Güney: Asla der Gülümser
Hemşire Ameliyattan çıkar
Hemşire: Hemen Acil kana ihtiyacımız var! Kan grubu AB+ olan var mı?
Aras ağlayarak Hemşireye bakar
Aras: Benim!
Hemşire: Hemen gelin benimle der ve birlikte gidip Arasın kanını alırlar
Aras: Damla iyileşecek mi? Durumu nasıl?
Hemşire: Maalesef durumu iyi değil. Çok fazla kan kaybetmiş. Doktor zaten size herşeyi söyleyecek
Aras: Nolur iyileştirin onu!
Hemşire: Elimizden geleni yapıyoruz der ve kanı alıp Ameliyata girer tekrar
Ali'yle Eylül gelirler
Ali: Noldu? Durumu nasıl?
Aras gelir yanlarına
Aras: İyi değil
Eylül: Ne demek iyi değil?
Aras: Çok fazla kan kaybetmiş
Ali: Anlatın bana çabuk herşeyi! Nasıl oldu bunlar?
Melek: Herşey benim yüzümden oldu
Ali: Ne demek bu?
Melek: Abim... Abim beni vuracaktı sonra nasıl oldu bilmiyorum ama Damla önüme atladı ve kalbinden vuruldu
Ali: Nasıl olur bu? Aras! Ben sana Damla'yı emanet etmemiş miydin?
Aras üzülmüş bir şekilde Aliye bakar
Kübra: Onun bir suçu yok Ali Abi!
Aras: Hayır benim suçum! Sahip çıkamadım ona!

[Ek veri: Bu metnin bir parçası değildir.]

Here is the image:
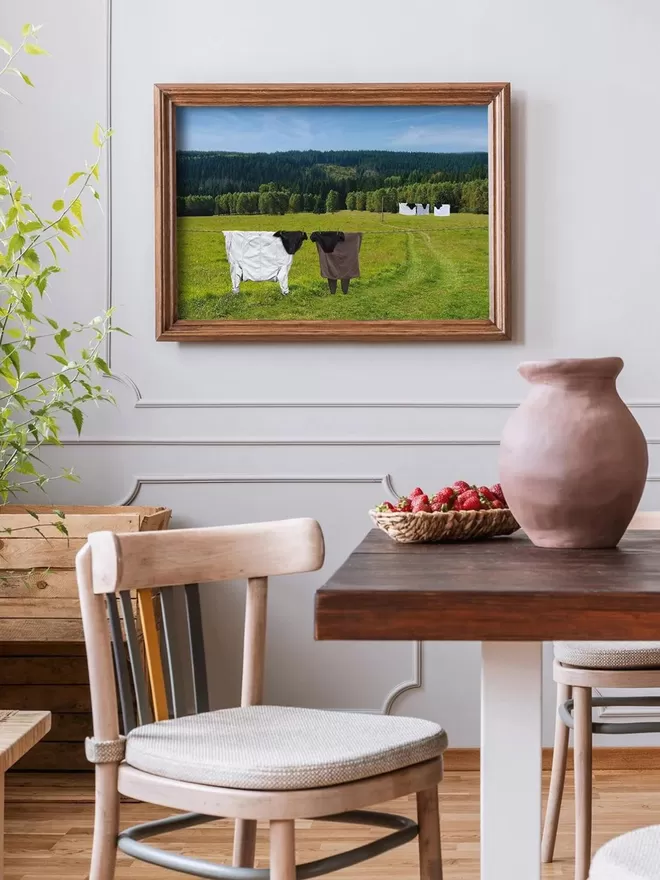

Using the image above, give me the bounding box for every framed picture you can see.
[155,83,511,342]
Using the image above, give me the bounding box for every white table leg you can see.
[481,642,542,880]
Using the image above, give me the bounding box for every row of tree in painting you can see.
[177,150,488,215]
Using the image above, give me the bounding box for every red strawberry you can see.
[490,483,506,507]
[431,486,456,506]
[376,501,397,513]
[456,489,481,510]
[413,501,431,513]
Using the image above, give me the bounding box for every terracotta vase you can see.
[500,357,648,547]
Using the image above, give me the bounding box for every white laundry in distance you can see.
[224,231,293,294]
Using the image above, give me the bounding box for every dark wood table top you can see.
[316,529,660,641]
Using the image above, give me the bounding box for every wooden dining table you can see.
[315,530,660,880]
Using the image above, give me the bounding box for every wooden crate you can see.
[0,505,171,772]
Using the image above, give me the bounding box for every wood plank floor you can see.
[5,770,660,880]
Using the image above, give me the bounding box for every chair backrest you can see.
[76,519,324,740]
[628,510,660,531]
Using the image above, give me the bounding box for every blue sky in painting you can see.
[176,106,488,153]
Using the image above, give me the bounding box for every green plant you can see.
[0,24,124,516]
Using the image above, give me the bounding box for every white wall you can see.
[0,0,660,746]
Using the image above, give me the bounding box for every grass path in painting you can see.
[178,211,488,321]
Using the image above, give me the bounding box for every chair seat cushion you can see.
[125,706,447,791]
[555,642,660,669]
[589,825,660,880]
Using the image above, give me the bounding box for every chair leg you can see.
[417,787,442,880]
[573,687,592,880]
[89,764,119,880]
[541,684,571,863]
[270,819,296,880]
[233,819,257,868]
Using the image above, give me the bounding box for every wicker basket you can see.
[369,509,520,544]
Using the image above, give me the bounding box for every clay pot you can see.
[500,357,648,547]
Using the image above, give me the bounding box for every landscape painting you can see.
[160,87,510,338]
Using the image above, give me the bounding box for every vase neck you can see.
[518,358,623,390]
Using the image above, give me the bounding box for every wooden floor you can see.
[5,770,660,880]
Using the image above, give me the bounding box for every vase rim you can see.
[518,357,623,382]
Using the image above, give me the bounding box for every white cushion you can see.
[126,706,447,791]
[555,642,660,669]
[589,825,660,880]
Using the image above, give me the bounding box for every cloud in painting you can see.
[389,124,488,152]
[177,106,488,153]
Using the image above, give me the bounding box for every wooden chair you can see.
[541,512,660,880]
[76,519,447,880]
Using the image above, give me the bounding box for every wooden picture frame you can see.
[154,83,511,342]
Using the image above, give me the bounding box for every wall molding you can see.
[62,437,502,447]
[113,474,391,507]
[381,642,424,715]
[52,437,660,448]
[127,390,660,410]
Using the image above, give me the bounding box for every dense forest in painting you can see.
[177,150,488,216]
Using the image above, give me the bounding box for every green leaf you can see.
[18,220,44,233]
[22,248,41,272]
[23,43,48,55]
[71,199,83,225]
[7,232,25,257]
[71,406,85,434]
[94,357,112,376]
[55,217,75,238]
[53,327,71,354]
[48,354,69,366]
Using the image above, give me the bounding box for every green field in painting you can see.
[178,211,489,321]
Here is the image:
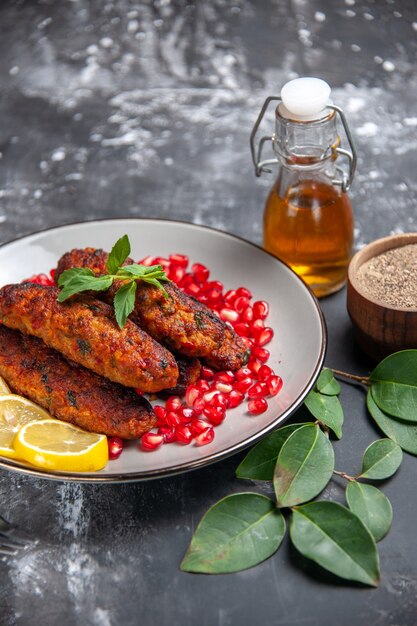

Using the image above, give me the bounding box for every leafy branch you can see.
[181,350,417,586]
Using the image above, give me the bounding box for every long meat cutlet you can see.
[55,248,249,370]
[0,325,157,439]
[0,283,178,392]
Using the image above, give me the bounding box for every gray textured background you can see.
[0,0,417,626]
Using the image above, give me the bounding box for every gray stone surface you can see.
[0,0,417,626]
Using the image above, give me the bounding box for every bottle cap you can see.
[279,78,331,121]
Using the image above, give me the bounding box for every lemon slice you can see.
[13,419,109,472]
[0,393,51,459]
[0,376,12,394]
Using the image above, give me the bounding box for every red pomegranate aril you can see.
[248,398,268,415]
[190,419,211,435]
[234,296,249,313]
[248,380,269,399]
[165,396,182,411]
[169,254,188,268]
[220,309,239,323]
[233,322,250,337]
[140,433,164,451]
[226,389,245,409]
[108,437,123,461]
[252,346,271,363]
[258,365,273,380]
[256,327,274,347]
[240,306,253,324]
[234,376,253,393]
[175,425,193,446]
[195,426,214,446]
[200,365,214,380]
[266,375,283,396]
[158,426,177,443]
[253,300,269,320]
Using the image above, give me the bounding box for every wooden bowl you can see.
[347,233,417,360]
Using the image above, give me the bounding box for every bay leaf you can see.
[361,439,403,480]
[290,502,379,587]
[346,480,392,541]
[274,424,334,507]
[304,389,344,439]
[236,422,306,481]
[366,390,417,455]
[181,493,285,574]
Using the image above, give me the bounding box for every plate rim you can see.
[0,217,328,484]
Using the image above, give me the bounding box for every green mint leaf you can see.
[107,235,130,274]
[114,280,137,328]
[236,423,306,481]
[316,367,340,396]
[360,439,403,480]
[290,502,379,587]
[370,350,417,422]
[57,267,113,302]
[346,480,392,541]
[274,424,334,508]
[181,493,285,574]
[304,389,344,439]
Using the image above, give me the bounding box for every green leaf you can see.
[304,389,344,439]
[346,480,392,541]
[316,367,340,396]
[107,235,130,274]
[114,280,137,328]
[57,267,113,302]
[290,502,379,587]
[274,424,334,507]
[181,493,285,574]
[370,350,417,422]
[236,423,305,481]
[366,390,417,455]
[361,439,403,480]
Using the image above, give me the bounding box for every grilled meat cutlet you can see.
[55,248,249,370]
[0,325,156,439]
[0,283,178,392]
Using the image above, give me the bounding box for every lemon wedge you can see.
[0,394,51,459]
[0,376,12,394]
[13,419,109,472]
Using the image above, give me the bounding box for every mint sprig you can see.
[57,235,169,328]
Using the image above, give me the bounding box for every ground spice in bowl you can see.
[356,243,417,309]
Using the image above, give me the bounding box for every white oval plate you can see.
[0,219,326,482]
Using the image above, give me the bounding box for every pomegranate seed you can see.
[107,437,123,461]
[236,287,252,300]
[165,396,182,411]
[258,365,273,380]
[227,389,245,409]
[190,420,210,435]
[169,254,188,268]
[248,381,269,398]
[253,300,269,320]
[266,375,283,396]
[234,376,253,393]
[256,327,274,347]
[234,296,249,313]
[248,398,268,415]
[140,433,164,450]
[203,405,226,425]
[252,346,271,363]
[191,263,210,283]
[195,426,214,446]
[240,306,253,324]
[220,309,239,322]
[158,426,177,443]
[201,365,214,380]
[175,425,193,446]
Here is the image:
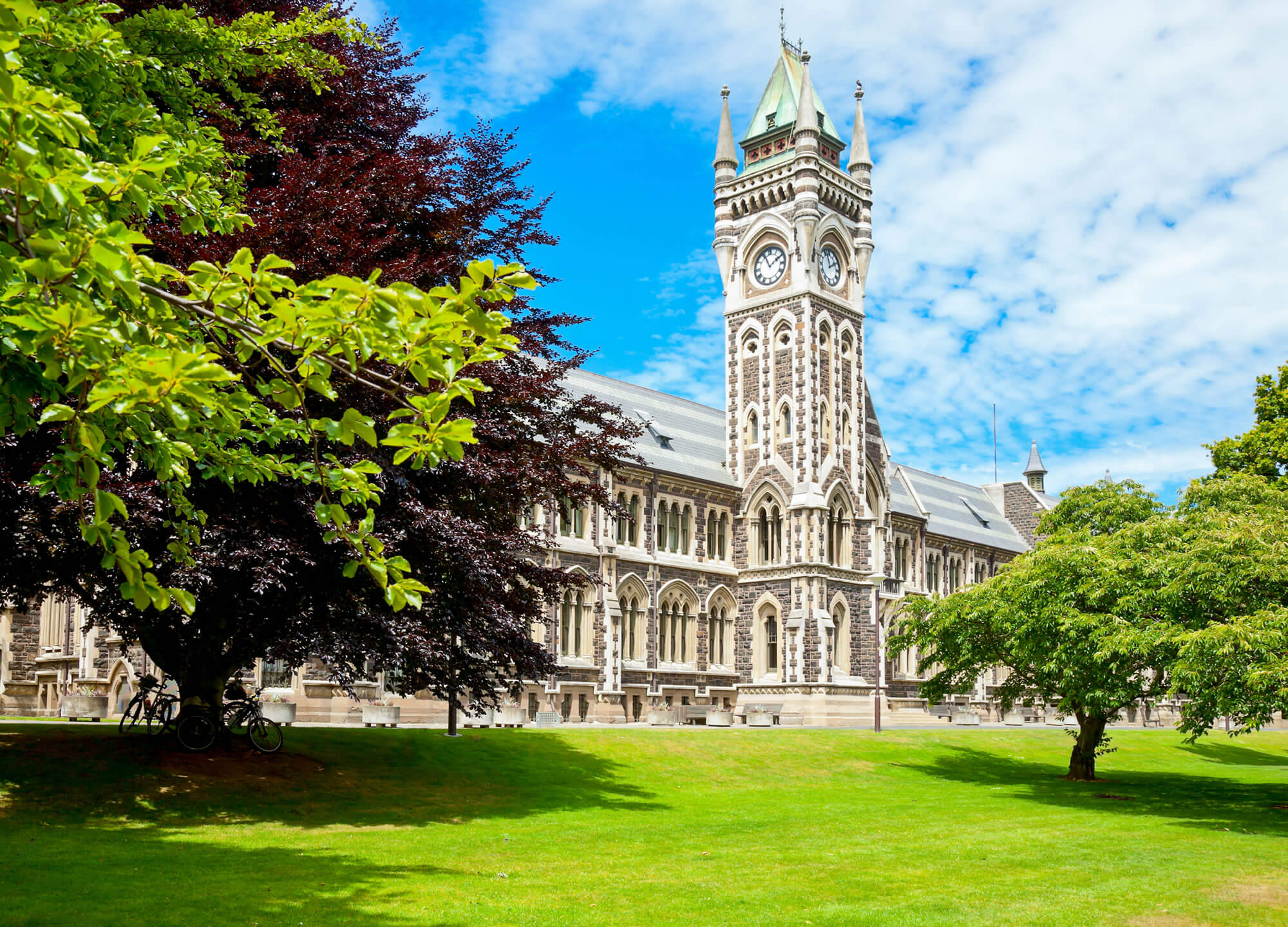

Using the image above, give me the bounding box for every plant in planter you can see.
[259,693,295,727]
[707,706,733,727]
[362,695,402,727]
[648,704,680,727]
[496,702,528,727]
[59,682,107,721]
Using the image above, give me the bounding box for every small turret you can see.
[849,81,872,183]
[1024,440,1047,492]
[711,84,738,290]
[793,52,823,272]
[711,84,738,185]
[849,81,872,292]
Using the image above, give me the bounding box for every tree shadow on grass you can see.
[0,725,666,828]
[896,744,1288,837]
[1181,740,1288,766]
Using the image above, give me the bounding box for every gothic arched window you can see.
[832,603,850,675]
[765,614,778,673]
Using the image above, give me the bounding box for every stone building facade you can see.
[0,41,1055,725]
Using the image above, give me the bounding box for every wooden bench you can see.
[742,702,783,722]
[680,706,711,724]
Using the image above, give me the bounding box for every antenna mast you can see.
[993,403,997,483]
[778,6,804,58]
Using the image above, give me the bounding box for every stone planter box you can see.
[259,702,295,727]
[362,706,402,727]
[58,695,107,721]
[496,706,528,727]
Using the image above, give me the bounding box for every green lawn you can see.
[0,725,1288,927]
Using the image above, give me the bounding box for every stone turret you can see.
[1024,440,1047,492]
[793,52,822,273]
[711,84,738,290]
[849,81,872,292]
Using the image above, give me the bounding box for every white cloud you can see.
[435,0,1288,497]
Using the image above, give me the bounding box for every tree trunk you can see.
[178,666,233,718]
[447,691,456,736]
[1068,712,1109,782]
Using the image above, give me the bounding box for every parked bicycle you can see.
[223,682,282,753]
[117,673,179,734]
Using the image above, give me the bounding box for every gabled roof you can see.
[742,45,845,152]
[564,370,737,487]
[890,464,1029,554]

Ali: Of her neyse. Bekleyeceğiz ve göreceğiz!
Songülle Güney bir Dağ evine gelirler
Güney: Artık burda kalacağız
Songül: Tamam der ve otururlar
Güney: Karnın aç mı?
Songül: Evet çok
Güney: Tamam gidip içerde bakayım birşeyler var mı diye der ve içeri geçip makarna bulup yapar
Songül Güney'in yanına gider ve güler
Songül: Ya sen makarna yapmaktan ne anlarsın
Güney: Vay öyle demek. Sen beni daha tanıyamamışsın bu konularda
Songül: Dur ya. Ben sana yardım edeyim der yardım eder sonra birbirlerine bakarlar
Doktor Ameliyattan çıkar
Eylül: Damla nasıl?
Doktor: Şuan iyi ama...
Aras: Ama ne?
Doktor: Damla eğer böyle giderse fazla yaşamayabilir
Aras: Ne diyorsun sen Ya?
Ali: Doktor bey! Bakın açık konuşur musunuz?
Doktor: Damla'nın kalp nakli olması gerekiyor. Eğer bir Kalp bulunmazsa ölebilir
Aras ağlayarak gider
Eylül: Ya bu Kalbi kimden bulacağız? Nasıl olacak bu?
Doktor: Bilmiyorum. Bekleyip göreceğiz
Deniz: Şimdi görebilir miyiz peki?
Doktor: Tabi ama fazla yormayın der gider
Aras: Sevdiğim Kız ölecekti yani... Gidecekti... Ve ben bunu sadece izleyecektim öyle mi? Asla...
Kübra Arasın yanına gider
Kübra: Abi?
Aras: Doktor başka ne dedi?
Kübra: Damla'ya bir Kalp bulunması gerekiyormuş
Aras: Öyle mi?
Kübra: Maalesef
Eylül'le Ali Damla'nın yanına gider
Eylül: Damla?
Damla ağlayarak Eylül'e bakar
Damla: Bu Yaşta ölecek miyim ben Öğretmenim?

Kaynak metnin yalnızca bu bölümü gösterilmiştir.